Mill is also worried by the usage of societal pressure to silence the minority, termed “social justice”. He sees that the “tyranny of the majority” could lead to the silencing of minority opinions through threats. Mill was an English philosopher, publishing On Liberty in 1859. As such this information is somewhat dated, but despite this Mill has been a large influence on liberalism. This provides this source with a large degree of credibility in spite of its age. Despite his opposition towards most restrictions of free speech, Mill supports the notion of social disapprobation. He argues that there are cases which shouldn’t be “legally interdicted,” but that “may rightly be prohibited” (van Mill). Though this seems to be the antithesis of his earlier ideas, he then clarifies. Mill believes that those who would spew hate speech could, and should, be openly persuaded, criticized, or cajoled.

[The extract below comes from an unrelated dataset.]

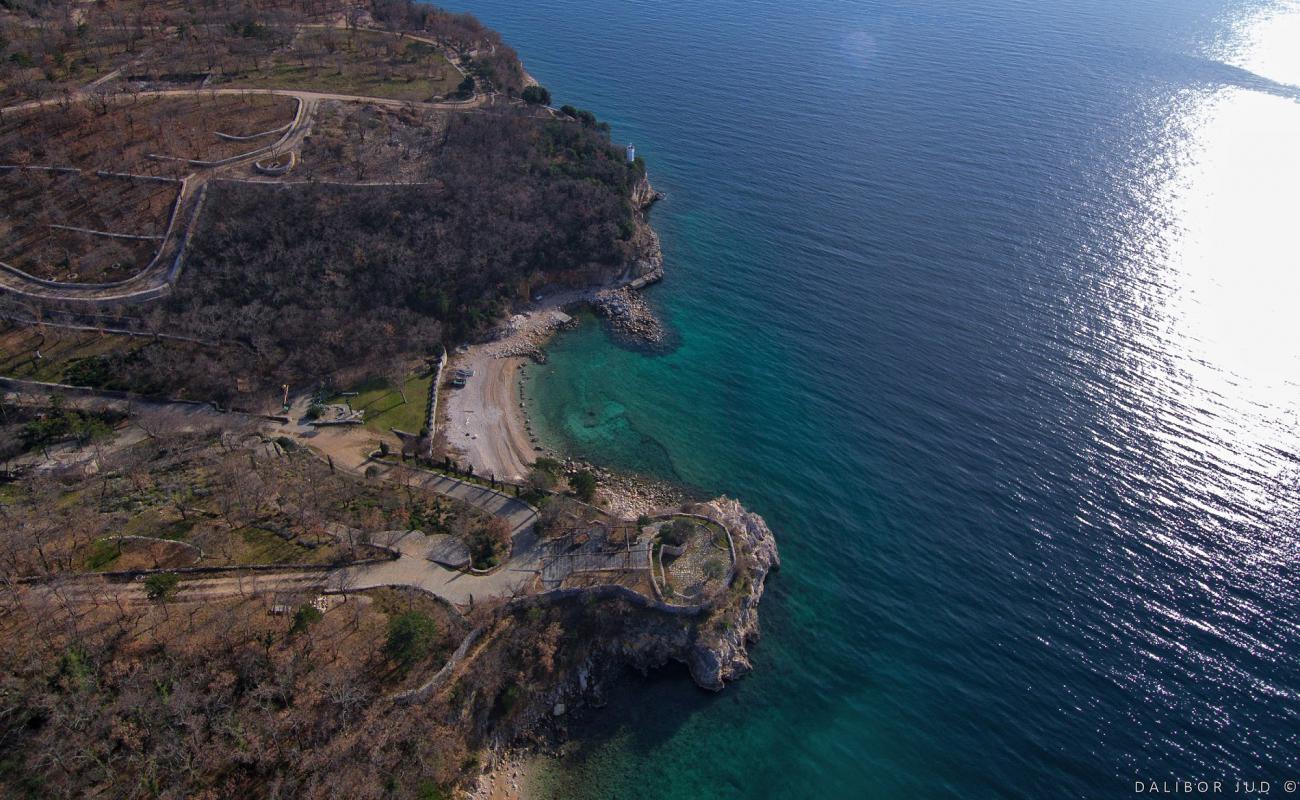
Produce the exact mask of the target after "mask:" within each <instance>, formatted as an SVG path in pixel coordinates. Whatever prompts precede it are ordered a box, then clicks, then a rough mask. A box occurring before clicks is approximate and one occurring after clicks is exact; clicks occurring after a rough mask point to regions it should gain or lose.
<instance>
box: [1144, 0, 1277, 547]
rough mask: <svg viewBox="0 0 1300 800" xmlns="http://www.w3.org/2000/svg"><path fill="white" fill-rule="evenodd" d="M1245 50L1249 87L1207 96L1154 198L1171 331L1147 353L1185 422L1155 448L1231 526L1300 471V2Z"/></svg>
mask: <svg viewBox="0 0 1300 800" xmlns="http://www.w3.org/2000/svg"><path fill="white" fill-rule="evenodd" d="M1235 39H1236V42H1239V43H1242V44H1239V46H1238V47H1236V52H1235V53H1230V55H1229V57H1225V59H1223V61H1225V62H1226V64H1229V65H1230V66H1236V68H1239V69H1242V70H1247V73H1249V74H1245V73H1243V75H1244V78H1245V79H1244V81H1243V83H1245V86H1240V85H1236V86H1234V85H1227V86H1223V85H1219V86H1214V87H1210V88H1206V90H1203V91H1201V94H1200V95H1199V96H1196V98H1195V99H1193V100H1192V101H1191V103H1188V104H1187V108H1188V111H1187V113H1186V116H1183V117H1182V118H1179V120H1177V125H1178V129H1179V130H1180V131H1186V133H1184V134H1183V135H1182V137H1180V139H1179V140H1178V143H1177V144H1175V146H1174V156H1173V160H1174V163H1175V164H1177V165H1178V167H1177V168H1175V169H1174V170H1173V173H1171V177H1170V178H1169V180H1167V182H1166V183H1164V185H1161V186H1160V187H1158V189H1157V190H1156V193H1154V196H1153V204H1154V207H1156V208H1158V209H1160V216H1161V217H1162V219H1164V220H1165V222H1166V225H1165V226H1164V234H1162V235H1161V237H1160V238H1161V245H1160V247H1158V248H1156V250H1157V251H1158V252H1156V254H1152V255H1153V256H1154V260H1156V264H1157V276H1156V281H1157V282H1158V284H1160V285H1162V286H1164V287H1165V291H1162V293H1161V298H1160V306H1161V308H1160V311H1158V315H1157V316H1158V319H1160V320H1161V324H1160V325H1157V327H1153V328H1152V329H1149V332H1148V334H1147V336H1148V337H1151V341H1147V342H1139V346H1138V349H1136V350H1138V351H1141V353H1160V354H1161V358H1157V359H1151V360H1144V363H1143V366H1141V367H1140V368H1143V369H1152V371H1158V372H1161V376H1160V377H1158V379H1157V380H1156V381H1153V384H1154V385H1160V386H1162V390H1164V392H1169V393H1170V394H1171V397H1167V398H1164V399H1165V401H1169V406H1170V407H1171V408H1173V411H1171V412H1170V414H1171V415H1174V416H1179V418H1182V419H1180V420H1178V421H1174V423H1171V424H1167V425H1160V427H1158V428H1157V429H1156V431H1153V433H1154V434H1156V440H1157V441H1158V442H1160V444H1161V446H1162V447H1165V449H1166V453H1165V455H1166V457H1167V458H1169V459H1170V460H1171V462H1175V463H1178V462H1187V463H1193V462H1195V463H1197V464H1199V466H1200V467H1201V468H1196V470H1195V471H1196V472H1197V477H1196V480H1197V481H1201V480H1208V481H1209V483H1210V485H1203V487H1201V488H1204V489H1205V490H1206V492H1208V493H1210V494H1212V496H1217V497H1219V498H1222V500H1223V501H1225V502H1223V503H1210V505H1212V506H1216V507H1214V509H1213V513H1214V514H1217V515H1219V516H1223V518H1226V519H1229V520H1231V522H1239V520H1240V518H1239V516H1238V515H1236V514H1234V513H1232V511H1231V510H1232V509H1234V507H1235V509H1240V507H1243V506H1247V507H1252V509H1255V510H1264V509H1269V506H1270V503H1271V501H1273V500H1277V498H1275V497H1273V498H1271V500H1270V496H1273V494H1274V493H1275V492H1277V488H1278V487H1277V485H1275V484H1274V483H1273V481H1277V480H1279V479H1282V480H1287V479H1286V476H1288V475H1292V476H1294V473H1295V472H1296V470H1297V467H1300V463H1297V460H1296V459H1297V458H1300V453H1296V451H1295V445H1296V441H1297V432H1300V306H1297V298H1300V82H1297V79H1300V47H1297V46H1296V43H1297V42H1300V4H1291V5H1287V7H1283V8H1282V9H1274V12H1273V13H1269V14H1266V16H1261V17H1257V18H1255V20H1251V21H1248V22H1245V23H1243V27H1242V29H1240V30H1239V35H1238V36H1236V38H1235ZM1251 75H1257V77H1258V78H1261V79H1262V81H1260V83H1258V86H1261V87H1262V88H1256V86H1255V85H1253V83H1252V81H1253V79H1252V78H1251ZM1288 95H1290V96H1288ZM1157 340H1158V341H1157ZM1188 420H1195V421H1188ZM1184 423H1186V424H1184ZM1261 479H1262V480H1261ZM1292 483H1294V481H1292Z"/></svg>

This showcases the idea of freedom from legal consequences, but not social ones. His final point is that though those acting in malice might have an impact on others, it is near impossible to directly link it back to his harm principle and as such should only suffer public criticism and disapproval, not legal action. US law is, however, fairly clear in this matter. Free speech is seen by many as one of the founding principles of America, and this right has been upheld in numerous Supreme Court Cases. Two key cases regarding the right to protest in schools are that of the West Virginia Board of Education v. Barnette and Tinker v. Des Moines Independent School District. In the former, the court voted 6-3 that saluting the flag by schoolchildren was non-compulsory.

The majority opinion, written by Justice Robert Jackson, sums up many classical ideals. Justice Jackson argued that “no official” has the right to decide what is “orthodox” in relation to “politics, nationalism, or religion.” This supports the priority of individual freedoms espoused by supporters of little restrictions. In Tinker, it was upheld that students had the right to wear armbands in protest as long as it does not cause a disruption to classes. This case is important in upholding the right of students to peacefully protest. Justice Fortas in his majority opinion stated that “[i]t can hardly be argued that either students or teachers shed their constitutional rights to freedom of speech or expression at the schoolhouse gate.”

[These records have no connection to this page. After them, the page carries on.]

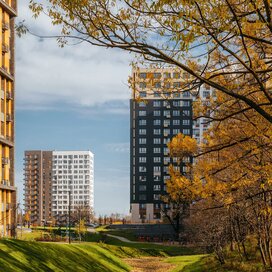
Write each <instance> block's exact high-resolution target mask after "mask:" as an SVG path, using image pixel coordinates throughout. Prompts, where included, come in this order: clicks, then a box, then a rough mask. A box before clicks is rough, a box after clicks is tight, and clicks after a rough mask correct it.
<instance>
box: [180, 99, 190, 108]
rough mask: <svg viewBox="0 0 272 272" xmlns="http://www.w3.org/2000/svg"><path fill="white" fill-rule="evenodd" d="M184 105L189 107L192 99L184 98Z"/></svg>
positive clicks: (184, 106)
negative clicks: (185, 98) (191, 99)
mask: <svg viewBox="0 0 272 272" xmlns="http://www.w3.org/2000/svg"><path fill="white" fill-rule="evenodd" d="M182 106H183V107H189V106H190V101H189V100H183V101H182Z"/></svg>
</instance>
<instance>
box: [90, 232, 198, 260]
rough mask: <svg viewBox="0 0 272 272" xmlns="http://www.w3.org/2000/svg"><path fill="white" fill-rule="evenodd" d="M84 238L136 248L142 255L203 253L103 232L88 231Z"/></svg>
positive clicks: (148, 255)
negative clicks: (137, 240) (142, 253)
mask: <svg viewBox="0 0 272 272" xmlns="http://www.w3.org/2000/svg"><path fill="white" fill-rule="evenodd" d="M86 239H87V240H86V241H88V242H98V243H99V242H102V243H103V244H107V245H113V246H118V247H127V248H132V249H138V250H141V251H142V252H145V255H143V256H178V255H194V254H200V253H203V252H202V251H201V249H198V248H188V247H181V246H166V245H159V244H153V243H126V242H122V241H120V240H118V239H117V238H114V237H109V236H107V235H105V234H103V233H89V234H88V235H87V237H86Z"/></svg>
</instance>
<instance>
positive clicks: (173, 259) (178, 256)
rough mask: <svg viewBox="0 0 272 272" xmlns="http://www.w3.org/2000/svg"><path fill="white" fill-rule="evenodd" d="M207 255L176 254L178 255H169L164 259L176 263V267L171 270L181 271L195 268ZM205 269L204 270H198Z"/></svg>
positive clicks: (168, 262)
mask: <svg viewBox="0 0 272 272" xmlns="http://www.w3.org/2000/svg"><path fill="white" fill-rule="evenodd" d="M206 256H207V255H191V256H178V257H170V258H167V259H166V260H165V261H166V262H168V263H172V264H175V265H176V268H175V269H174V270H173V271H171V272H183V271H194V272H196V270H194V269H192V268H196V265H197V264H198V263H199V262H200V261H201V260H202V259H203V258H205V257H206ZM189 266H190V267H191V270H186V267H189ZM200 271H205V270H199V272H200Z"/></svg>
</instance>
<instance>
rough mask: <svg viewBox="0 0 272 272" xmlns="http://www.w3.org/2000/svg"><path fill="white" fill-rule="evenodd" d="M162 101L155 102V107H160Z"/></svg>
mask: <svg viewBox="0 0 272 272" xmlns="http://www.w3.org/2000/svg"><path fill="white" fill-rule="evenodd" d="M160 106H161V101H153V107H160Z"/></svg>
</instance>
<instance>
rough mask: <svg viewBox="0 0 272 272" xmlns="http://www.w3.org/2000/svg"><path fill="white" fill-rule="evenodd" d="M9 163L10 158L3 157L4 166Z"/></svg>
mask: <svg viewBox="0 0 272 272" xmlns="http://www.w3.org/2000/svg"><path fill="white" fill-rule="evenodd" d="M8 163H9V158H8V157H2V164H3V165H6V164H8Z"/></svg>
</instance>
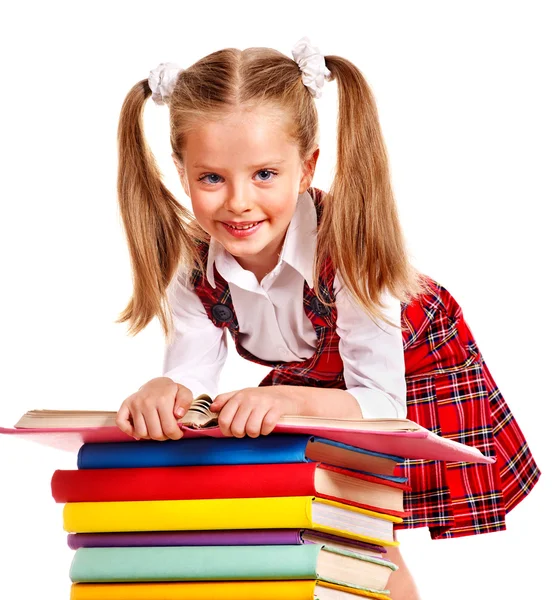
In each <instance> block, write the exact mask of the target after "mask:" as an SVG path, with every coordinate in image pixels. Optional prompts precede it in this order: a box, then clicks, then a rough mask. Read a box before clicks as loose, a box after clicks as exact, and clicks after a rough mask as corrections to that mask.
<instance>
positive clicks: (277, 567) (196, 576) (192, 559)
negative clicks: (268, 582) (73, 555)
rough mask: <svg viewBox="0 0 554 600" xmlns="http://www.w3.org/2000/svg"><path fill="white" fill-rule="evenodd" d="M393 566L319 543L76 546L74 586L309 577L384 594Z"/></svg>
mask: <svg viewBox="0 0 554 600" xmlns="http://www.w3.org/2000/svg"><path fill="white" fill-rule="evenodd" d="M397 568H398V567H397V566H396V565H395V564H394V563H391V562H390V561H388V560H385V559H382V558H378V557H374V556H366V555H362V554H357V553H355V552H349V551H345V550H338V549H336V548H330V547H325V546H324V545H322V544H305V545H301V546H298V545H294V546H292V545H291V546H157V547H112V548H79V549H78V550H77V551H76V552H75V556H74V558H73V562H72V564H71V568H70V573H69V576H70V578H71V581H73V582H74V583H101V582H104V583H105V582H139V581H251V580H254V581H256V580H257V581H260V580H290V579H312V580H319V581H327V582H329V583H335V584H338V585H343V586H347V587H351V588H356V589H361V590H366V591H373V592H381V593H382V592H383V591H384V588H385V587H386V584H387V582H388V578H389V576H390V574H391V573H392V572H393V571H395V570H396V569H397Z"/></svg>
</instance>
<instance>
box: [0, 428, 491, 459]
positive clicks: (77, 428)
mask: <svg viewBox="0 0 554 600" xmlns="http://www.w3.org/2000/svg"><path fill="white" fill-rule="evenodd" d="M378 421H379V419H376V420H347V419H344V420H334V419H323V418H317V417H294V424H287V421H286V420H283V421H282V422H281V423H278V424H277V425H276V426H275V429H274V430H273V431H274V433H285V434H297V435H298V434H306V435H313V436H317V437H322V438H326V439H329V440H332V441H335V442H340V443H343V444H347V445H351V446H355V447H357V448H362V449H364V450H371V451H373V452H379V453H383V454H391V455H396V456H402V457H404V458H414V459H427V460H444V461H454V462H458V461H464V462H470V463H494V462H495V458H494V457H489V456H485V455H484V454H482V453H481V451H480V450H479V449H478V448H474V447H472V446H467V445H465V444H460V443H459V442H456V441H454V440H450V439H448V438H443V437H440V436H438V435H437V434H435V433H432V432H431V431H429V430H427V429H425V428H423V427H420V426H419V425H416V424H415V423H414V425H415V427H416V428H415V429H402V430H394V429H393V430H390V429H389V430H383V429H380V430H376V429H372V427H378V424H377V422H378ZM384 421H386V422H388V423H390V422H391V421H394V420H390V419H385V420H384ZM183 433H184V436H185V437H187V438H201V437H213V438H223V437H225V436H224V435H223V434H222V433H221V431H220V429H219V428H218V427H209V428H206V429H187V428H185V429H183ZM0 434H3V435H13V436H17V437H20V438H22V439H26V440H29V441H33V442H37V443H39V444H45V445H48V446H52V447H55V448H59V449H62V450H68V451H72V452H77V451H78V450H79V448H80V447H81V446H82V445H83V444H84V443H106V442H127V443H139V442H137V440H135V439H134V438H132V437H130V436H128V435H127V434H125V433H123V432H122V431H121V430H120V429H119V428H118V427H115V426H108V427H55V428H33V429H24V428H6V427H0ZM162 443H163V442H162Z"/></svg>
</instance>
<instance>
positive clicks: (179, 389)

This has been essential for over fifty years in determining the right of educators and students, an important cornerstone of the classical liberal notion that free speech being restricted leads to the degradation of education.After careful consideration one can conclude that there is a fine line between the degradation of human rights versus the overall benefit to society. When I first began this paper I was an ardent supporter of little to no restrictions on free speech. However, after the research conducted for this essay I have found that my view has turned more neutral. I believe this has allowed me to empathise more clearly with the European perspective, as many countries have a dark history to deal with and refuse to allow extremism to return.

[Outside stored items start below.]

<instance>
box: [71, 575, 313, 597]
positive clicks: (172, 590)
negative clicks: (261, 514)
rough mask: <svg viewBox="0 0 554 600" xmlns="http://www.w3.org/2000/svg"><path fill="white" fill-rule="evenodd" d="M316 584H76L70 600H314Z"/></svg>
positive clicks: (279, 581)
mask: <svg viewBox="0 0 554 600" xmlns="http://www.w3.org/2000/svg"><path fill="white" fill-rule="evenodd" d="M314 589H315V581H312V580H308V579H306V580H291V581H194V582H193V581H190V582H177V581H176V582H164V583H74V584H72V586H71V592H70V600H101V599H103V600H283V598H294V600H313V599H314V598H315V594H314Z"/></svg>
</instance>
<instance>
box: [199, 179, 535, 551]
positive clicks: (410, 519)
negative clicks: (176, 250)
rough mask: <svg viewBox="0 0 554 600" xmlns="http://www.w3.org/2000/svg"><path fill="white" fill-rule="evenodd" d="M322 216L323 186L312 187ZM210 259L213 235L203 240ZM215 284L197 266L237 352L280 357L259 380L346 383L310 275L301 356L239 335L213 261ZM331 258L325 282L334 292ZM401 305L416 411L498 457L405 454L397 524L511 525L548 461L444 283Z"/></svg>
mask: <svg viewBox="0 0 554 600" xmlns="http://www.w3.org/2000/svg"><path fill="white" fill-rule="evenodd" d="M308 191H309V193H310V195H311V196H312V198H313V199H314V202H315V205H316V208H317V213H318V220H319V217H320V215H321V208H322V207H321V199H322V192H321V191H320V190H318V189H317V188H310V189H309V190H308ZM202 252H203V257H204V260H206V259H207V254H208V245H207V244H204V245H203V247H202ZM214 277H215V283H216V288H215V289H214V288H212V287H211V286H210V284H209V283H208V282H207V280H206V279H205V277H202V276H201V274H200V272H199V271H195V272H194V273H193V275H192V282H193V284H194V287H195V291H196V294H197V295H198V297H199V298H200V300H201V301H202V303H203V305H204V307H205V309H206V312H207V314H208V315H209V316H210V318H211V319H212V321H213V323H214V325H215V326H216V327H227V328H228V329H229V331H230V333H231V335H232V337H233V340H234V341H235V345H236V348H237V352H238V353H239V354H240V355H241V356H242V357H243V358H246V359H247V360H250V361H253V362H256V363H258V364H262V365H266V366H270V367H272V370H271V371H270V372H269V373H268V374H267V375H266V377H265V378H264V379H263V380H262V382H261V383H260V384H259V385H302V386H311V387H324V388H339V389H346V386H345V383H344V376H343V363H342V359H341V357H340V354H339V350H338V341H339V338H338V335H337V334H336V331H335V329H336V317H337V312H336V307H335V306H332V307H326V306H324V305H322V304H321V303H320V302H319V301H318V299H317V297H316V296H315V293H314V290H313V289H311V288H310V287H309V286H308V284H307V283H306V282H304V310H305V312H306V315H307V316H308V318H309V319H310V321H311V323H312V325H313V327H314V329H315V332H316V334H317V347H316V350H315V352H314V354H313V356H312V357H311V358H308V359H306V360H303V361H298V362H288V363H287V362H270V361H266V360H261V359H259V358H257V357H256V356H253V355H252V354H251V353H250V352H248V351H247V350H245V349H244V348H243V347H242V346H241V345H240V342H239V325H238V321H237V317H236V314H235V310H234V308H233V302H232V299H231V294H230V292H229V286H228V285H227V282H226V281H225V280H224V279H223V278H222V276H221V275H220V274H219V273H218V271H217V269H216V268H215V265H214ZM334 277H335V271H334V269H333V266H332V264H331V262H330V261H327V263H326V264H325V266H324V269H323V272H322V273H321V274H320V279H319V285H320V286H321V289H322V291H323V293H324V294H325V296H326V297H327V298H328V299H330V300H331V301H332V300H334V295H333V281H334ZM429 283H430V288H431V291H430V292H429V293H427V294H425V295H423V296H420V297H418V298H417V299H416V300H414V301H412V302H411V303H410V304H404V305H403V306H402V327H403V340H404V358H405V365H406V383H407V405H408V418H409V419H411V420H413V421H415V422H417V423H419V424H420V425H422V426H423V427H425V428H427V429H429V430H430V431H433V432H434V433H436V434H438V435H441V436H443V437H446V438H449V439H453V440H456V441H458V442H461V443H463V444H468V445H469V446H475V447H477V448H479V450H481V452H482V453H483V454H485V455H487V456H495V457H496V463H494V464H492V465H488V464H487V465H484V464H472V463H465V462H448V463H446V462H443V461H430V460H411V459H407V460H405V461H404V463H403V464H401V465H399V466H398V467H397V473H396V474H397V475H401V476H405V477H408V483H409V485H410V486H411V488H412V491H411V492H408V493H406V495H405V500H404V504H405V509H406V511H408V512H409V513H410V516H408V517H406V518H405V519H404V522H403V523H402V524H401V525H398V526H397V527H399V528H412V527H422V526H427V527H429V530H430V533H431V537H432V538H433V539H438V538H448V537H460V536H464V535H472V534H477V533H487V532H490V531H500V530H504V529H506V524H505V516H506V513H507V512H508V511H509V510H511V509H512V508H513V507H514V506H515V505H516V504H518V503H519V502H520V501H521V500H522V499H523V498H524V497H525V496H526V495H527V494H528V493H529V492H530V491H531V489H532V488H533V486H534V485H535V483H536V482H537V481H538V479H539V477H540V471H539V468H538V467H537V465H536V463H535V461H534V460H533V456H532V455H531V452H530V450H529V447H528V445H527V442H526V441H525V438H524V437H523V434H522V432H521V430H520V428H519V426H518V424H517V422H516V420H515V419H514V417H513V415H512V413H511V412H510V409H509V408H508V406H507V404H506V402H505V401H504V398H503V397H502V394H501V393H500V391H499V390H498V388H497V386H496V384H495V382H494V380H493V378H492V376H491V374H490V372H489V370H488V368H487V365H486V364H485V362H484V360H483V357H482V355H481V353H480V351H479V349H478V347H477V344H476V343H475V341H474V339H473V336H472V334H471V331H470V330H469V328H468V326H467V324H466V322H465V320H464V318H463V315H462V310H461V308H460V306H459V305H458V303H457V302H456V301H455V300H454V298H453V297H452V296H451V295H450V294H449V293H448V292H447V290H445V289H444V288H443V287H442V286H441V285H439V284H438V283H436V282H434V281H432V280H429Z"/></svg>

Despite this, I still believe that having governmental restrictions on free speech is a slippery slope, and if the law is not completely clear and thorough that these laws can lead to abuse of power. Although I feel as if research conducted for this paper gives a good opening to this topic, more research is critical in two areas: philosophy and case studies. Due to the nature of the problem philosophical discussions play a key part in deciding any policies, a difficult and somewhat ambiguous field of study. Secondly, real life examples need to be both conducted and studied extensively. Specifically, studies concerning the effect of “fake news” on the general population and the effects of extremist rhetoric need to be expanded. This would allow for explicit facts and statistics to back up what is now a relatively feelings based debate.